Historia tej rodziny silnie łączy się z przeszłością krakowskich Żydów, a ta daje punkt wyjścia do rozważań na temat tego, jak bliskie relacje rodzinne łączyć mogą Michnika i Kaczyńskiego.
Jednocześnie naukowiec podkreśla, że nazwanie powiązań szefa PiS i naczelnego "Gazety Wyborczej" rodzinnymi to byłoby pewne nadużycie. Wspólny mianownik łączy ich bowiem dopiero po przeanalizowania łańcucha aż 31 osób. O rodzinie genealogia mówi tymczasem w przypadku, gdy w grę w chodzi zależność jedynie kilku osób. O tym, co łączy obu wpływowych Polaków niektórzy mogą co prawda mówić, że to pewien rodzaj dalekiego kuzynostwa. W większości przypadków tak związani ludzie zazwyczaj bywają dla siebie jednak zupełnie obcy.
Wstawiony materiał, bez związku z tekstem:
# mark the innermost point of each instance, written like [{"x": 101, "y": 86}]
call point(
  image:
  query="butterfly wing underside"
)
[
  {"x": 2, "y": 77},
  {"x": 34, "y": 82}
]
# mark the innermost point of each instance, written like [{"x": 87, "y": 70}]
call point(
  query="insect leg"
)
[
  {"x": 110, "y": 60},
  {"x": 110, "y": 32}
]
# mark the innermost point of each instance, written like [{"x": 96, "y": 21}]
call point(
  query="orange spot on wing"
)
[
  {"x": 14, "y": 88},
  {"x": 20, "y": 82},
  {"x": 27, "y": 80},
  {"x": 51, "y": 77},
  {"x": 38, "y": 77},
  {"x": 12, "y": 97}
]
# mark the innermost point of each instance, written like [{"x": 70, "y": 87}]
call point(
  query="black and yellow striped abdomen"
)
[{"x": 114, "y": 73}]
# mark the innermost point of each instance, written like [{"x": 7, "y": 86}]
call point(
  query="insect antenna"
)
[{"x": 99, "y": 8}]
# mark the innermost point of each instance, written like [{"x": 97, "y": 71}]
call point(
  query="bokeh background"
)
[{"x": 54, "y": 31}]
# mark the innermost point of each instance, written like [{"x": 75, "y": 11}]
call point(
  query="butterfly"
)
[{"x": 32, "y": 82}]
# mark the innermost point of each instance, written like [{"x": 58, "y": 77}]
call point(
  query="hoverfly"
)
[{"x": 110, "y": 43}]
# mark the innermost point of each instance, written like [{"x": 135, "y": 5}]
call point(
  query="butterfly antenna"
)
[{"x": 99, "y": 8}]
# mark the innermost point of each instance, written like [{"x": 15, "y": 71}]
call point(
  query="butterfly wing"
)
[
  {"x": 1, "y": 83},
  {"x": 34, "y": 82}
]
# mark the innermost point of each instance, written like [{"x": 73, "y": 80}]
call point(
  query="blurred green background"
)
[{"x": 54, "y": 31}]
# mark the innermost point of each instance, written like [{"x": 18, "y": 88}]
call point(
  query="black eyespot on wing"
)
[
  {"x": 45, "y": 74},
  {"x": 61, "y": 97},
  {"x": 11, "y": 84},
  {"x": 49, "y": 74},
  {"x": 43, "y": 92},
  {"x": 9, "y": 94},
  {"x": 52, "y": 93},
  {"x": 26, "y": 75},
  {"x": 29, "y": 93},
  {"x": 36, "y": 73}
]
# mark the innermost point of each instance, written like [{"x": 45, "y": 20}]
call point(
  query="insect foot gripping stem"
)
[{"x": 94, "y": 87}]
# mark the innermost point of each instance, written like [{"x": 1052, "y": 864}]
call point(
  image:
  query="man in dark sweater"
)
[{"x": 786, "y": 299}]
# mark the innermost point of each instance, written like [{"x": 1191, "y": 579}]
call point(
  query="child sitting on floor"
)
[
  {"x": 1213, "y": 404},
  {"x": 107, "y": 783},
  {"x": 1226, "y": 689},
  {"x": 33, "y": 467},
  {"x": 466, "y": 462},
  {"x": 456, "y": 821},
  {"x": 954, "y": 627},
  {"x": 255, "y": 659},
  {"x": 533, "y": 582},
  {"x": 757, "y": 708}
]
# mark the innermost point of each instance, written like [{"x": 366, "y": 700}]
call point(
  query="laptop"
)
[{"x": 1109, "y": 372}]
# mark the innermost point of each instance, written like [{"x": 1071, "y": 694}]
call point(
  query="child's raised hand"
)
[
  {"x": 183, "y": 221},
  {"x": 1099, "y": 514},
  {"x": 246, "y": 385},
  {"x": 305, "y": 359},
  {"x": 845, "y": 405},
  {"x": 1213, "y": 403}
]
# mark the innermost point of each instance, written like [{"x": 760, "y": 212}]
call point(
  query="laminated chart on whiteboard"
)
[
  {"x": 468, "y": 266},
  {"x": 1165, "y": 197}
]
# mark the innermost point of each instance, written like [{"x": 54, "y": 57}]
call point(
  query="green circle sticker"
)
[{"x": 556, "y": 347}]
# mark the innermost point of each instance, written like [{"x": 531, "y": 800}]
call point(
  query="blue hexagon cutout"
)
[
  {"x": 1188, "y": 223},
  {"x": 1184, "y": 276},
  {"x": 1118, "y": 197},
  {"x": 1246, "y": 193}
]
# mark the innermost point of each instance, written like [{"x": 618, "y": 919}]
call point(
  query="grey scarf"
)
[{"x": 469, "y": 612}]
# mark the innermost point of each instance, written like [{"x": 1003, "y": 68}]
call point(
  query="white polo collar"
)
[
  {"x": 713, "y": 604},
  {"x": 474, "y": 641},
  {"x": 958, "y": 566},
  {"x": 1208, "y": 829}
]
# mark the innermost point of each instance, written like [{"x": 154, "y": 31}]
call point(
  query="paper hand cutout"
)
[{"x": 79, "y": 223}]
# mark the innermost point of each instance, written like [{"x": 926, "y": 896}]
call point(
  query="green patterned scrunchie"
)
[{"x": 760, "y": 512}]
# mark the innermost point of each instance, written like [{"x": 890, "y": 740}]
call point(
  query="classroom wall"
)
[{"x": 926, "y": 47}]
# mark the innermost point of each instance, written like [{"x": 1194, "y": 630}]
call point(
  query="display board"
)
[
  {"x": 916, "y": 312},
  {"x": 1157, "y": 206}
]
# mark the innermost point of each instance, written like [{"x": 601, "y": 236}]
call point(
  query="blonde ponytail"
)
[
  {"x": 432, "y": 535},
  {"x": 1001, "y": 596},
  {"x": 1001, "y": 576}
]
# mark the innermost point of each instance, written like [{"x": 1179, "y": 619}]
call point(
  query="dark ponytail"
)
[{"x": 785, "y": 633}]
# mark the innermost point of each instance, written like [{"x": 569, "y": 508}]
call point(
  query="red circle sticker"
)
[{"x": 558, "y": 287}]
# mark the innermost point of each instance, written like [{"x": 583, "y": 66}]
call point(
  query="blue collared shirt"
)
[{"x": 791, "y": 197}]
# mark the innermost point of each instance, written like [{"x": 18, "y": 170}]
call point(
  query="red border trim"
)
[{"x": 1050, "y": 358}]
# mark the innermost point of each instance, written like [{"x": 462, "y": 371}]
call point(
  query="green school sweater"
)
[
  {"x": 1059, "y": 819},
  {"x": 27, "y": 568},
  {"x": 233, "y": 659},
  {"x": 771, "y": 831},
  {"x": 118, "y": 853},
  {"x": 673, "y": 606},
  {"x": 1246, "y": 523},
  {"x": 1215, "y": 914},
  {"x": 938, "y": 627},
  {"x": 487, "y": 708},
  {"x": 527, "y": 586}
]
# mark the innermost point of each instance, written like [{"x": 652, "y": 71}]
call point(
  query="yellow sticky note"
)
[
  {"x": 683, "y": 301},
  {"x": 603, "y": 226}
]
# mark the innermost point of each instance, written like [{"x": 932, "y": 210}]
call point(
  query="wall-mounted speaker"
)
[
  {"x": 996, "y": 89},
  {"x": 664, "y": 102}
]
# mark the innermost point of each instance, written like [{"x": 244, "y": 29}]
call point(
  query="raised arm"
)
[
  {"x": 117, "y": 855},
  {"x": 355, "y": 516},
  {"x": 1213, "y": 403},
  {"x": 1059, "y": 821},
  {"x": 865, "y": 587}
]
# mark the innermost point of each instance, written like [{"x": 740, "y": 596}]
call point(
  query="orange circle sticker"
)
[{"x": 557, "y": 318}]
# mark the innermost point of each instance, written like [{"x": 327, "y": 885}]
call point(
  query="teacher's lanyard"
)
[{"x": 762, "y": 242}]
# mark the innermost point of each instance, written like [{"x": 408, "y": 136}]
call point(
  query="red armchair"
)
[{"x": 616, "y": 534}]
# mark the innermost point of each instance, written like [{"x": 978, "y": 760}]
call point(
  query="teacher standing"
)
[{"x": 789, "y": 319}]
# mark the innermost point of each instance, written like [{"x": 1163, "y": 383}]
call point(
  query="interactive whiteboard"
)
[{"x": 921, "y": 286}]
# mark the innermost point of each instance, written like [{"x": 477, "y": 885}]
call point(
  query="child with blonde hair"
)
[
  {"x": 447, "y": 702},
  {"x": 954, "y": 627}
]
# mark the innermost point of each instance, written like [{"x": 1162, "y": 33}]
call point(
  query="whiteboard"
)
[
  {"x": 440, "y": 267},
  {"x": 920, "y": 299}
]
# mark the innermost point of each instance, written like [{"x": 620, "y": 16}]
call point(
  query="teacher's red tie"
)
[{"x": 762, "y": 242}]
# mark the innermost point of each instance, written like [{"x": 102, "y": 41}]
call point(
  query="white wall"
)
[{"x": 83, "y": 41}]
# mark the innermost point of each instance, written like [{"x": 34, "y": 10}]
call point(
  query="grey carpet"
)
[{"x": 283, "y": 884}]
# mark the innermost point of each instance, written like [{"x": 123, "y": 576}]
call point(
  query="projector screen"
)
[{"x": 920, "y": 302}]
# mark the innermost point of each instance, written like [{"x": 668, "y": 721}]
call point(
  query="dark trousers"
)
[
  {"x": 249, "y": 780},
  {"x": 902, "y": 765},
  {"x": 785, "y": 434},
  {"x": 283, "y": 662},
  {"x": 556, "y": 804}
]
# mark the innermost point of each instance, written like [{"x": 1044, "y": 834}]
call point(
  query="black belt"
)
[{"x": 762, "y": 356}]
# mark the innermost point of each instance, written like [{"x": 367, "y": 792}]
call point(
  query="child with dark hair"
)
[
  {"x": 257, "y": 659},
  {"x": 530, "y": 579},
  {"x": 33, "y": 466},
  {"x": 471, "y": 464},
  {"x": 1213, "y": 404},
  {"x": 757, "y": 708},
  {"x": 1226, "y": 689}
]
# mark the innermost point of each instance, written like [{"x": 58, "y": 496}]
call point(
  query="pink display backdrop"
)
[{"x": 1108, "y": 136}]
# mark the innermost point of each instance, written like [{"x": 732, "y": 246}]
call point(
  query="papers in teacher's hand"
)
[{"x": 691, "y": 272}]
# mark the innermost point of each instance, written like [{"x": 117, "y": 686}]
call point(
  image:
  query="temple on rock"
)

Jarosławowi Kaczyńskiemu może uda się więc w tym przypadku uniknąć ostracyzmu prawicy związanego z posiadaniem związków rodzinnych ze słynnym liberałem i to jeszcze o żydowskim pochodzeniu. Wielu może ona jednak przypomni, że jest sporo prawdy w tym, że "wszyscy Polacy to jedna rodzina"...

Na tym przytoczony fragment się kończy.